Bien sûr qu’il leur faut du temps, et un accompagnement. Il faut qu’un agriculteur puisse vivre de son travail. Paysan, c’est un mot noble. Mais c’est à l’Etat de soutenir une agriculture verte, et tout le monde s’y retrouvera.

Votre arrêté est-il déjà en vigueur ?

Je l’ai pris la semaine dernière, et il est passé au contrôle de légalité lundi. Cela veut dire que la préfecture a jusqu’à deux mois pour éventuellement s’y opposer. Mais en attendant, il est applicable.

Ne craignez-vous pas qu’il soit attaqué en justice, comme l’arrêté du maire de Langouët ?

J’avais déjà pris un arrêté similaire en janvier dernier, que le préfet m’avait demandé de retirer, notamment parce que j’y interdisais tous les produits phytopharmaceutiques sans distinction. Maintenant j’autorise les produits bio. Ce qui veut dire que le sulfate de cuivre [un ingrédient de la bouillie bordelaise pour lutter contre le mildiou, très utilisé par les viticulteurs bio] continue à être autorisé.

Votre arrêté risque de pénaliser des viticulteurs sur votre commune, non ?

Nous avons deux châteaux viticoles. L’un a déjà annoncé qu’il passerait en bio [il s’agit du château Clément-Pichon, qui a annoncé en janvier dernier sa conversion sur 25 hectares situés face à un terrain où doit être construit un nouveau collège], et l’autre fait des efforts. Je sais qu’ils font des efforts, et on va les accompagner. On me reproche de faire de la politique avec cet arrêté, bien sûr que je fais de la politique, mais de la bonne politique.

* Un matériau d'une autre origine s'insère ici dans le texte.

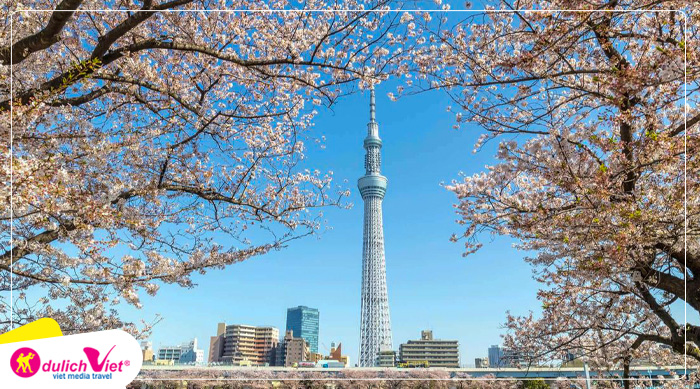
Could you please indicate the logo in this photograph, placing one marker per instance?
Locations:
(111, 361)
(25, 362)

Je suis dans mon rôle. Si nous les élus, on ne porte pas des sujets forts, si on ne défend pas des valeurs, ça ne peut pas marcher.

Le domaine viticole qui a annoncé sa conversion en bio est situé juste en face d’un terrain qui doit accueillir un nouveau collège sur votre commune. Cette affaire avait fait grand bruit, où en est-on ?

D’abord, c’est le département qui porte ce dossier. Mais le château a annoncé qu’il passerait en bio, et il va le faire. On a besoin de ce collège, car nos locaux actuels sont surchargés, et je n’ai pas d’autre terrain assez grand. Si on ne le fait pas, les enfants devront prendre le bus matin et soir pour aller ailleurs, ce que je ne souhaite pas. Le dossier suit son cours. Mais le problème ce n’est pas le collège, ce sont les produits.

Souhaitez-vous lancer un appel à d’autres maires ?

J’espère que d’autres maires vont prendre le même type d’arrêté, en protégeant le bio. Toutes les communes sont touchées. Et c’est un dossier que je porte au niveau de la métropole de Bordeaux, notamment au niveau de la restauration scolaire, où on essaie de passer en bio, malheureusement on manque de fournisseurs locaux. Mais ma démarche n’est pas d’obliger, plutôt de faire comprendre les enjeux.

Que ferez-vous si votre arrêté est invalidé ?

S’il n’est pas maintenu, il faudra se poser des questions sur la cohérence des propos du chef de l’Etat et de notre ministre de la Transition écologique, qui a dit ce matin même qu'elle partageait la préoccupation du maire de Langouët. J’attends.